Мировая революция. Воспоминания - [60]
Среди чехов и словаков поговаривали, что в начале года в Америку прибыл граф Кароли, чтобы добиться у американского правительства признания целостности Венгрии; по слухам, он желал свободы чехам, но словаки должны были остаться в пределах Венгрии. Полковник Гауз уведомил об этом чехов, и они договорились со словаками о едином чехословацком государстве.
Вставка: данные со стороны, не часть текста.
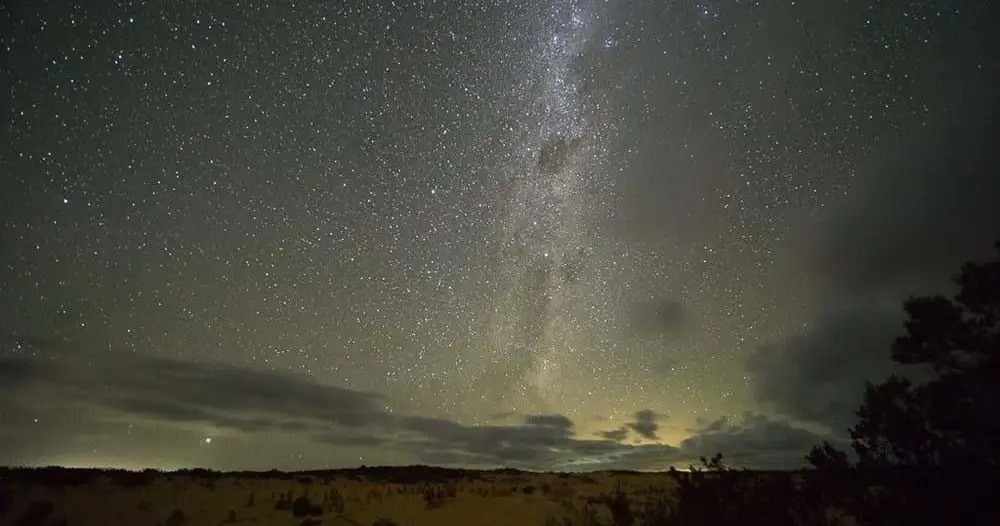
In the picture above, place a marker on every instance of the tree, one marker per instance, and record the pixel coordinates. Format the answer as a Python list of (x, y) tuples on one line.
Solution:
[(952, 419)]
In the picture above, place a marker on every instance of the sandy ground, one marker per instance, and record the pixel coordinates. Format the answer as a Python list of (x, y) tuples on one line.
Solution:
[(477, 499)]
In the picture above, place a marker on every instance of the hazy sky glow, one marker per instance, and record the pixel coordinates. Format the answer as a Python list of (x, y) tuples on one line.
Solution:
[(571, 234)]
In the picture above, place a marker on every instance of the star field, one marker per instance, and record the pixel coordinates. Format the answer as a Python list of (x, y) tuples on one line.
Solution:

Рассудительнейшие вожди словаков понимали, что территориальная автономия не принесла бы ничего хорошего словакам; им было ясно, что самостоятельное освободительное движение словаков должно было бы кончиться фиаско. Все это основательно и широко разобрали на собрании. Я мог указать словакам, насколько они неизвестны в политическом мире и какого бы фиаско мы дождались, выступая самостоятельно. О самостоятельной Словакии вообще нельзя было серьезно говорить; было бы еще можно стать ей автономной в пределах Венгрии, но при данном положении и это оказывалось невозможным, и, таким образом, не оставалось ничего, кроме соединения. Все малые народы требовали во время войны свободы и единения. Словаки и чехи знали, что я сам был всегда за Словакию; своим происхождением и традициями я словак, чувствую как словак и всегда не только ратовал, но и работал для Словакии. В Чехии к Словакии была всегда живая симпатия. Чехи – Гавличек! – признавали национальную самобытность словаков и мораван. Я знаю Словакию и людей в Словакии довольно хорошо; я был в сношении со старшим и с младшим поколениями, с обоими я работал над возрождением Словакии. Я хорошо знаю, как и русофил Ваянский, когда дело шло всерьез, был за единение, совсем так, как и его отец, а ранее еще Колар и др. Но знаю я и то, как многие словаки в своем национальном и политическом унижении утешали себя фантазиями взамен деятельности и труда. Когда некоторые русские – в том числе и Ламанский – полюбили словаков за их национальную самобытность, то им этого было вполне достаточно, но против мадьярского напора это для них была слабая защита.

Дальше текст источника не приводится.